Layer 2 — Style. Is the docstring formatted consistently? Google-style, NumPy-style, or Sphinx-style — pick one and enforce it. This is ruff's domain (D rules). docvet doesn't duplicate it.
Layer 3 — Completeness.
Does the docstring cover what the code actually does? A function that raises exceptions needs a Raises section. A class with attributes needs an Attributes section. A generator needs Yields. docvet's enrichment check uses AST analysis to detect these gaps — 10 rules covering Raises, Yields, Receives, Warns, Attributes, Examples, and more.
Layer 4 — Accuracy.
Does the docstring still match the code? This is the most dangerous layer when it fails — research shows misleading documentation reduces LLM fault localization accuracy to 25.63% across 750,000 tasks (Haroon et al., 2025). docvet's freshness check uses git diff and git blame to flag code that changed without a corresponding docstring update.
Layer 5 — Rendering.
Will the docstring render correctly in mkdocs? Griffe parser warnings indicate structural problems that produce broken or missing documentation on your site. docvet's griffe check captures these warnings before they reach production.
Layer 6 — Visibility.
Will documentation generators even find the file? A Python package missing __init__.py in a parent directory is invisible to mkdocstrings. docvet's coverage check finds these gaps.
Layer 1 was historically handled by tools like interrogate. docvet's presence check now covers this natively, so a single docvet check run covers layers 1 and 3–6. Combined with ruff for layer 2, two tools give you the complete stack.
When to Use Each Check¶
| Check | Use when... | Learn more |
|---|---|---|
presence |
You want every public symbol to have a docstring, with coverage metrics | Presence check |
enrichment |
You want complete docstrings — Raises, Attributes, Examples, and more | Enrichment check |
freshness |
Code changed but docstrings didn't get updated | Freshness check |
coverage |
Your mkdocs site is missing modules because of absent __init__.py files |
Coverage check |
griffe |
mkdocstrings can't parse your docstrings correctly | Griffe check |
Running docvet check executes all enabled checks in a single pass. You can also run individual checks when you need focused feedback — for example, docvet freshness during development to catch stale docstrings before they reach CI.
Where docvet Fits¶
docvet is designed to complement ruff, not replace it:
- ruff enforces docstring style — formatting, conventions, section ordering (D rules).

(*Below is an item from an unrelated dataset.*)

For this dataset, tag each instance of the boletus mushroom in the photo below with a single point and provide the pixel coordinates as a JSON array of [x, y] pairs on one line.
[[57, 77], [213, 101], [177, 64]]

- docvet enforces docstring quality — presence, completeness, accuracy, rendering, and visibility.
Together, they cover the full quality stack. ruff makes sure your docstrings look right. docvet makes sure they're right.
Further Reading
Research on how documentation quality affects AI coding tools:
- Testing the Effect of Code Documentation on LLM Code Understanding (NAACL 2024) — Incorrect docs degrade LLM test generation success by 22.6pp; missing docs have no significant effect. Wrong is worse than absent.
- Code Needs Comments: Enhancing Code LLMs with Comment Augmentation — Comment density improves code generation by 40–54%. Existing open-source corpora average only 16.7% comment density.
- Impact of Code Changes on Fault Localizability of LLMs — Misleading comments drop LLM fault localization accuracy to 25.63% across 750K tasks and 10 frontier models.
- Your Coding Intent is Secretly in the Context — Docstrings unlock 44–84% relative performance gains in code generation benchmarks.
- 2025 DORA Report — AI amplifies existing quality: 98% more PRs merged, but 9% more bugs without quality foundations.
- Code Smells for AI Agents (Stack Overflow) — "The only signal was code quality. The higher-quality the codebase, the more AI accelerated the organization."